Everything is so much quicker
Often this is the main reason why people choose to use the
data.table package. I myself find that I tend to go towards it if I’m loading .csv files because really, they do load so much quicker. But so far in the past 2 months, I’ve been mentoring a statistics intern, one who really has no real world experience when it comes to using R or applying statistics using R. Performance is an easy scapegoat to find when you are looking for just another small thing to procrastinate about.
Often with analysis type work, we are applying the scientific method and first and foremost, there should be a reason for everything you are attempting to do. I myself do fall into the trap where when something doesn’t work as I expect it to, or I don’t understand the process of my experiment, I’ll go and find some different package to try.
One of the main reasons why I prefer to teach the tidyverse to somebody new is that majority of people enjoy separating their code into parts that they can see. This is similar to why Excel is so popular and powerful. Being able to physically see the rows and columns of data is how most people think of it in their heads, so it only makes sense to see it all.
dplyr helps in that, being able to easily piece out your code before applying it. To me, this is crucial in building the habit of layering your code in pieces. The analogy of building a brick house applies here, first you must set the bottom layer of blocks as a strong foundation.
Where the argument for
data.table come in is usually when you discuss how those blocks are put together. There will always be multiple ways to do the same thing, but who cares how fast you do it if you don’t end up having a solid house? It’s easy to get impressed by how fast a Ferrari goes, but when you get into one, can you drive it? I personally have been using
data.table more often than not at work, but this is because I am very comfortable doing SQL-like queries, and at a larger scale, having learned matrix algebra and MATLAB, I find that I don’t always need to physically see the data. (I’m still way faster at certain stuff in Excel, like pivoting and visualising)
I think with using each tool, the biggest question is whether or not you’ll have to constantly explain your work, and how easily you will be able to do that.

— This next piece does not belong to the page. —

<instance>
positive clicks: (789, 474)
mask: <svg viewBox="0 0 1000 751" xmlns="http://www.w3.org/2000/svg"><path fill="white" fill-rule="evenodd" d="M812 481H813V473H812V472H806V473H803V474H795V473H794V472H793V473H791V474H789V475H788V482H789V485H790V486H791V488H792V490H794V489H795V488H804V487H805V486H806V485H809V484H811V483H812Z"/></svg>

dplyr is way easier to show in a presentation to non-technical people, whereas
data.table would probably only be shown to people who have used it before or are comfortable with relational grammar like SQL.

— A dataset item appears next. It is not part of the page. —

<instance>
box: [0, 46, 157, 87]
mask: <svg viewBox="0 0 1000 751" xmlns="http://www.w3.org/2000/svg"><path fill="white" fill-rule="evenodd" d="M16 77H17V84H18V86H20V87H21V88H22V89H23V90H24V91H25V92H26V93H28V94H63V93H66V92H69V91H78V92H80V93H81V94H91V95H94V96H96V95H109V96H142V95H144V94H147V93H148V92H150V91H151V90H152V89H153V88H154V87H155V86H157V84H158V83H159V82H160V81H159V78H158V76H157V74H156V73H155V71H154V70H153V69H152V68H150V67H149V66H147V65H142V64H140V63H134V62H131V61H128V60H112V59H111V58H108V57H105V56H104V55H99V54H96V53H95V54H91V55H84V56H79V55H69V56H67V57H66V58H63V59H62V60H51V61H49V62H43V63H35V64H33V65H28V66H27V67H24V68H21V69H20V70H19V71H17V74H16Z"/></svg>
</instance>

mtcars %>% filter(hp >= 200) %>% mutate(mpg_cyl = mpg/cyl) %>% select(mpg, cyl, wt, mpg_cyl)
The key operator in
dplyr is the pipe
%>% which allows you to layer out your code. This code takes the mtcars dataset, filters for those with
hp > 200, then it creates a new column that calculates
mpg/cyl which is an arbitrary metric that shows the mpg per cylinder of the car. Then the select statement returns all the specified columns. This is simple and easy to read, and showing
dplyr code shouldn’t have too steep of a learning curve.
mt = as.data.table(mtcars) mt[hp >=200, mpg_cyl := mpg/cyl] mt[!is.na(mpg_cyl), c('mpg', 'cyl', 'wt', 'mpg_cyl')]
This is probably not the best way of doing it, but more steps let’s you see what is being done.